What is Difference between Secondary namenode, Checkpoint namenode & backupnod Secondary Namenode, a poorly named component of hadoop.

inode

Files and directories are represented on the NameNode by inodes. Inodes record attributes like permissions, modification and access times, namespace and disk space quotas

NameNode

The NameNode stores the metadata of the HDFS. The state of HDFS is stored in a file called `fsimage` and is the base of the metadata. During the runtime modifications are just written to a log file called `edits`. On the next start-up of the NameNode the state is read from `fsimage`, the changes from `edits` are applied to that and the new state is written back to `fsimage`. After this `edits` is cleared and contains is now ready for new log entries.

Secondary Namenode
Secondary namenode is solution for this issue.
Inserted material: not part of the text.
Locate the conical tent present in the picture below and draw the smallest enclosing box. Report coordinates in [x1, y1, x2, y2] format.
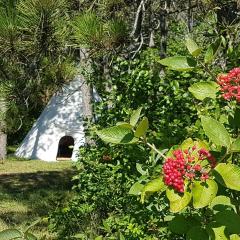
[15, 77, 85, 161]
This is another machine having connectivity with namenode. It periodically copies FSImage and Editlog from name node and merged FSImage with log file. Moved back to updated FSImage file to Namenode. Secondary Namenode is not supposed to provide High Availability Namenode. Highlevel task performed by secondry namenode is

1. Received edit logs from the namenode and merged to fsimage

2. Copies back updated FSImage to namenode

3. Updated FSImage will reduce the startup time

Secondary Namenode whole purpose is to have a checkpoint in HDFS.

Backup Node

The Backup Node in hadoop is an extended checkpoint node that performs checkpointing and also support online streaming of file system edits.
The advantage over the checkpoint node is that the namespace presents in it’s main memory is always in sync with primary name node FS since it maintain an In memory up to date

Checkpoint Node
In Checkpoint Node checkpoints are created on their local FS by downloading FSImages and EditLogs files from active primary Namenode and merge these two files and new image is saved in their Local FS.
So checkpoint creation in backup node will always be faster than checkpointnode.